Garbage in, garbage out. The latest from the ongoing Snowden/Greenwald revelation is a reminder that interested parties know how to plant false information on the Internet, and that some of them are probably doing it. It has implications for anyone looking for good information online, anyone with a reputation to protect, and—potentially—for everyone invested in the online world.
The piece itself is worth a look (How Covert Agents Infiltrate the Internet to Manipulate, Deceive, and Destroy Reputations). The details are more disturbing than surprising, but as you read it, ignore the focus on the British intelligence agency GCHQ. It doesn't matter whether you trust your own government's actions, and the common distinction between a country's own citizens and everyone else is also irrelevant. The same tactics are available to every government—and any other motivated group. If they don't do this already, the newly released document provides the suggestion.
For the government intelligence guys, this is just a continuation of the second oldest profession: Get your enemy's secrets; protect your own. Deceive your enemy; avoid deception. It's a challenge when multiple entities are simultaneously trying to (a) get useful information from open sources online and (b) plant deceptive information in the same sources. I wonder how much blue-on-blue deception happens between information operations and open-source intelligence gathering, anyway.

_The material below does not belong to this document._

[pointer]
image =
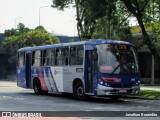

For everyone else, this latest report should serve as a reminder of some of the risks in social media:
- Data quality risk
People tell lies online—I know, but it's true. Some of the false information out there may have been placed by a motivated adversary who wants to mislead you (maybe even you, specifically). The target may be your organization, a related organization or someone who wants to work with you.
The information you find online can be a useful source, but it's not the only source. If you're informing significant decisions, use all of your available resources, and be alert to the possibility of intentional deception.
- Reputation risk
We're familiar with the concept of online reputation risk; corporate risk managers seem to think it's almost synonymous with "social media." If your business has potential exposure to government opposition (from whatever country), your risk may come from a better organized and funded source than the usual unhappy former customer.
- Target risk
As people conduct their personal and political lives online, they expose themselves to snooping and more. The threats to personal privacy and freedom by government agencies have made the ongoing revelations newsworthy, but these public and semi-public channels are equally exposed to anyone who disagrees.
- Collateral damage risk
Some of these information operations happen in the same online venues as normal personal use. As competing governments start viewing the online world through the cyber battlespace lens, normal users and the platforms themselves could take some damage. Off the top of my head, I'm thinking of legal, market, and technical risks, but that's probably just a start.
It's too much to go into in a post, but companies with significant exposure to covert online tactics would be well served to chase down the implications of those tactics, and don't limit the discussion to legal exposure. Beyond the specifics on any one program, the revelations of the last year indicate the willingness of government entities in multiple countries to use environments operated by private-sector companies in ways they weren't intended. The safe asumptions are that governments are doing more than we know, and so are other types of organizations.
One of the great strengths of the Internet is the way it overcomes the limitations of distance. A side effect is that it also does away with the concept of a safe distance from danger.